La pression diplomatique et économique s’intensifie entre Washington et La Havane. Lors d’une intervention publique en Floride ce lundi, le président des États-Unis, Donald Trump, a abordé la crise multiforme qui frappe actuellement l’île caribéenne, n’hésitant pas à formuler des perspectives radicales sur l’avenir des relations bilatérales.
Selon les informations rapportées par l’agence Anadolu, le locataire de la Maison-Blanche a ouvertement évoqué l’hypothèse d’une éventuelle « prise de contrôle amicale » de Cuba par les États-Unis. Une option qui, a-t-il immédiatement précisé, « pourrait ne pas être amicale », marquant ainsi une escalade verbale face à un pays qu’il décrit comme étant à bout de souffle.
Pour justifier cette posture, Donald Trump a dressé un tableau particulièrement sombre de la situation intérieure cubaine. « Ils sont, comme on dit, au bout du rouleau. Ils n’ont ni énergie, ni argent. Sur le plan humanitaire, ils sont en grande difficulté », a-t-il affirmé lors de sa conférence de presse. L’isolement économique de l’île a été assumé et revendiqué par le président américain, soulignant que Washington a coupé Cuba du reste du monde.

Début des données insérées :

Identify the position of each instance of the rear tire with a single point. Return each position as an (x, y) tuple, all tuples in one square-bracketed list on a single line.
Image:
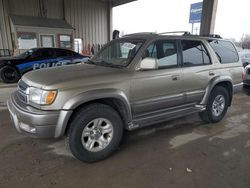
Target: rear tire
[(9, 74), (94, 133), (217, 105)]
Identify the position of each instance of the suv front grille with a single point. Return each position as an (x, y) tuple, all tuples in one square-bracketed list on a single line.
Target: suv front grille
[(22, 88)]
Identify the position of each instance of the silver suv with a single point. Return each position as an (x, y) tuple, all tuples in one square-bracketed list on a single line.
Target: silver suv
[(135, 81)]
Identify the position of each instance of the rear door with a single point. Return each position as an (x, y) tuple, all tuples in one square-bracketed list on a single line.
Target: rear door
[(197, 69), (64, 57), (159, 89)]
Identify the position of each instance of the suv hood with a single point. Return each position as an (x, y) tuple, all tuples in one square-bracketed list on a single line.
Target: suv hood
[(72, 76)]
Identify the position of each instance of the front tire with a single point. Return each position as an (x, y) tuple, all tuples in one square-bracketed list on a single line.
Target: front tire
[(9, 74), (217, 105), (95, 133)]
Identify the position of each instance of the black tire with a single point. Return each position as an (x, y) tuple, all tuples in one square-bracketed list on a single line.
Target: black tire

Le dossier est actuellement piloté au plus haut niveau de la diplomatie américaine. Le secrétaire d’État, Marco Rubio, mène directement les discussions avec les autorités cubaines. Face à l’urgence de la situation, Donald Trump a conclu son intervention par une alternative stricte concernant l’issue de ces pourparlers : « Ils vont soit conclure un accord, soit nous le ferons tout aussi facilement. »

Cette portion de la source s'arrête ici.